Saturday, 18 August 2012

It's Hard To Be A Female Gamer

Just recently I've come out to my friends and family as a Gamer.  Being a Gamer is something I've always been, something they've always known, but we never acknowledged it officially.  But after my most recent love affair, The Legend of Zelda, it has become obvious that this is more than a phase like we originally thought. I've finally dumped The Sims franchise after an eight year relationship and began playing other games.  The break-up was tougher on The Sims than it was on me, after all I have recently I've realised that our political aspirations don't match up and I'm fed up being a home-maker all day long whilst my creations get to go out and experience a digital world. 

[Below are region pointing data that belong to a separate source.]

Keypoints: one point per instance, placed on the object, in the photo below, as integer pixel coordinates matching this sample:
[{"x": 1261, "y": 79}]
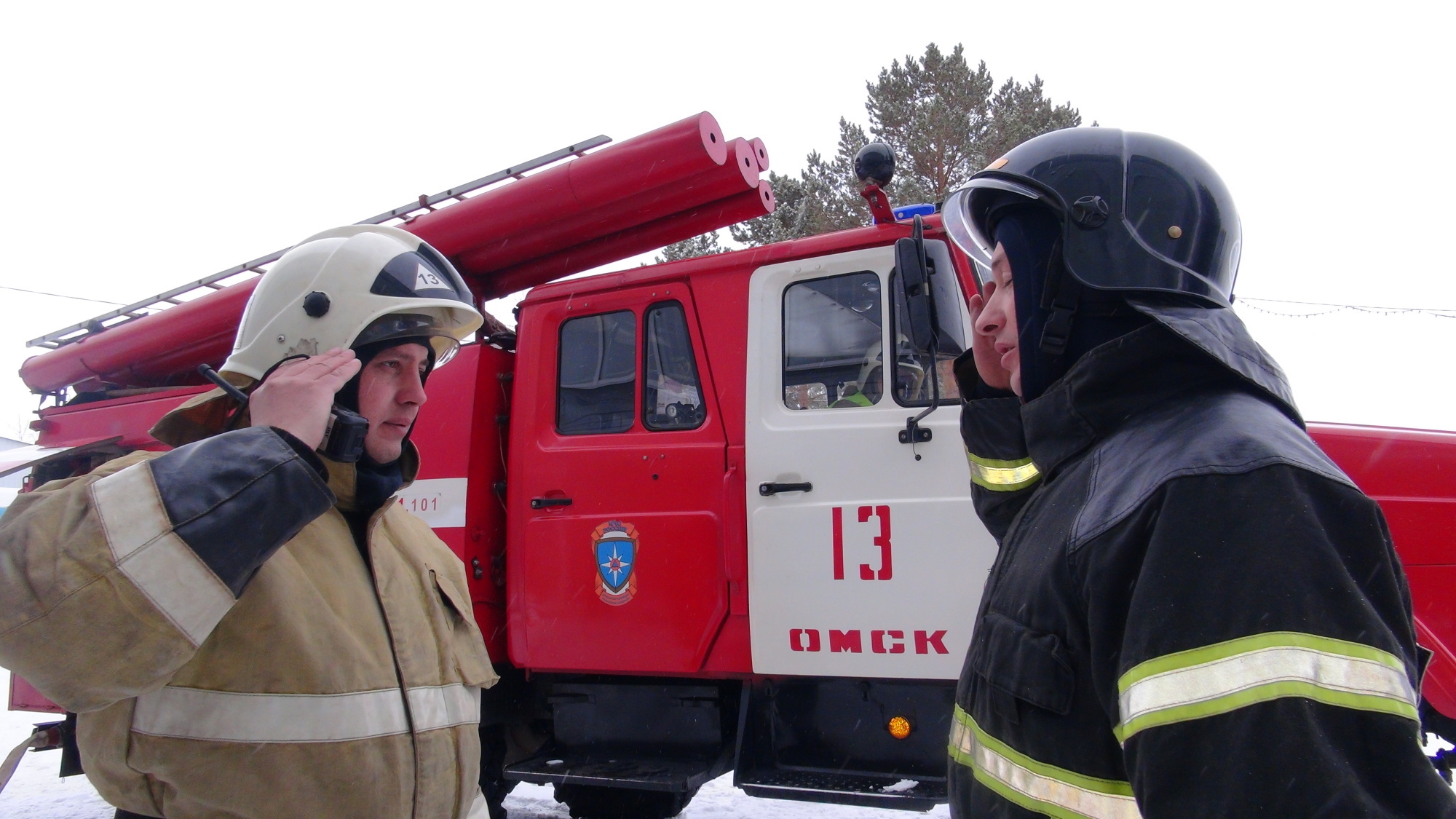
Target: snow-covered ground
[{"x": 39, "y": 793}]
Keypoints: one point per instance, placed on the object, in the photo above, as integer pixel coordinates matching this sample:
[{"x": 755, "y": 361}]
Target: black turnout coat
[{"x": 1193, "y": 612}]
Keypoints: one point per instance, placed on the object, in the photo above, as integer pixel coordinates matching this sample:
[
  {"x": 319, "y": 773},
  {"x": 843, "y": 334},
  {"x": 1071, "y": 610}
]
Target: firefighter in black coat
[{"x": 1195, "y": 612}]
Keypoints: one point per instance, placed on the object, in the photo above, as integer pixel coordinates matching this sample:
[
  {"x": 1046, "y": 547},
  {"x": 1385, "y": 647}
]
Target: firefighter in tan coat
[{"x": 247, "y": 628}]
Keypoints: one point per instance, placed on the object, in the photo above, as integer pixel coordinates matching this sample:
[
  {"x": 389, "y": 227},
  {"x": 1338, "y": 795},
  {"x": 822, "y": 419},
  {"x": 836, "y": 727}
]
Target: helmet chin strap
[{"x": 1061, "y": 298}]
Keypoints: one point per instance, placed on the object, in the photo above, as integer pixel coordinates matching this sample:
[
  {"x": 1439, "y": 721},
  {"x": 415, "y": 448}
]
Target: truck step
[
  {"x": 869, "y": 790},
  {"x": 678, "y": 772}
]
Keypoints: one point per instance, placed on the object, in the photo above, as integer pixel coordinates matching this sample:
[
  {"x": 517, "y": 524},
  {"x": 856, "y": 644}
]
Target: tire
[
  {"x": 493, "y": 775},
  {"x": 596, "y": 802}
]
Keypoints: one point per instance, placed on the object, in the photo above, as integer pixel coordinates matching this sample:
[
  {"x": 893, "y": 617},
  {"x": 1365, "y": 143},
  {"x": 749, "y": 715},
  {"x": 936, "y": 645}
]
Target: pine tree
[
  {"x": 944, "y": 123},
  {"x": 704, "y": 245}
]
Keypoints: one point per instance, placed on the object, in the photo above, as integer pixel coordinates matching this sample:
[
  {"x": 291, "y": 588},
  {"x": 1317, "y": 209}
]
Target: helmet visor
[
  {"x": 965, "y": 216},
  {"x": 411, "y": 325}
]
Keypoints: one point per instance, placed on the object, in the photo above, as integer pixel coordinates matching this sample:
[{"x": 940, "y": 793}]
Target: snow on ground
[{"x": 39, "y": 793}]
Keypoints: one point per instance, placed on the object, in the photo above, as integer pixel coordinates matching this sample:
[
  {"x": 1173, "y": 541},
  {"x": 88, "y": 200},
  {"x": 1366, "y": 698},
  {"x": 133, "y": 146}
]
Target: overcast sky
[{"x": 148, "y": 145}]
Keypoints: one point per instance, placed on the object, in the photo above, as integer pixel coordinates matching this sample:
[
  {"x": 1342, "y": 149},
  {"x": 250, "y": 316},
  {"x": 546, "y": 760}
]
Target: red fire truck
[{"x": 701, "y": 531}]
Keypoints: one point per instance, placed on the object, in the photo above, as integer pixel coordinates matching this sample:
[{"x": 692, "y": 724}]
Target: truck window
[
  {"x": 832, "y": 340},
  {"x": 912, "y": 365},
  {"x": 672, "y": 398},
  {"x": 598, "y": 387}
]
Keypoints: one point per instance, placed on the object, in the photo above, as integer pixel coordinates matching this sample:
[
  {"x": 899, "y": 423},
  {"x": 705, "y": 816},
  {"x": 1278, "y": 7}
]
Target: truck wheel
[
  {"x": 596, "y": 802},
  {"x": 493, "y": 774}
]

Which leaves me wondering what games are out there that I am prepared to play; a recent experiment with Red Dead Revolver and Tekken 5 tell me that I do not appreciate out-moded "masculine" formulas, whereas my experience with The Sims  leaves me suspicious of anything seemingly friendly to female players.  Why do video games have to be designed with either gender as the perceived audience of the game?  I think that is why I enjoy The Legend of Zelda: Twilight Princess so much; the protagonist, Link, is male but his game companion is female, Midna.  Midna is pretty powerful in her own right and has the ability to conjure a Dark Energy Field to dispatch some pretty nasty enemies.  Not to mention the Princess Zelda holds the Triforce of Wisdom and is shown as being willing to defend her Kingdom by force with her own sword (sure, she surrendered, but that was after she saw defeat was inevitable).  Poke'mon is another nice-and-gender neutral game; in some of the games you can pick the sex of the avatar and in all games there are equal amounts of female rival trainers of all difficulty levels.  

Why can't there be more of these games out there?  Games that don't need big explosions, typically male-centred story lines or highly sexualised women to make them worth playing?  Why don't Game Developers not release that the best way of tapping into the female game playing market isn't to develop games like Animal Crossing or Mama's Kitchen but to provide more gender-neutral gamesAy, ay, ay.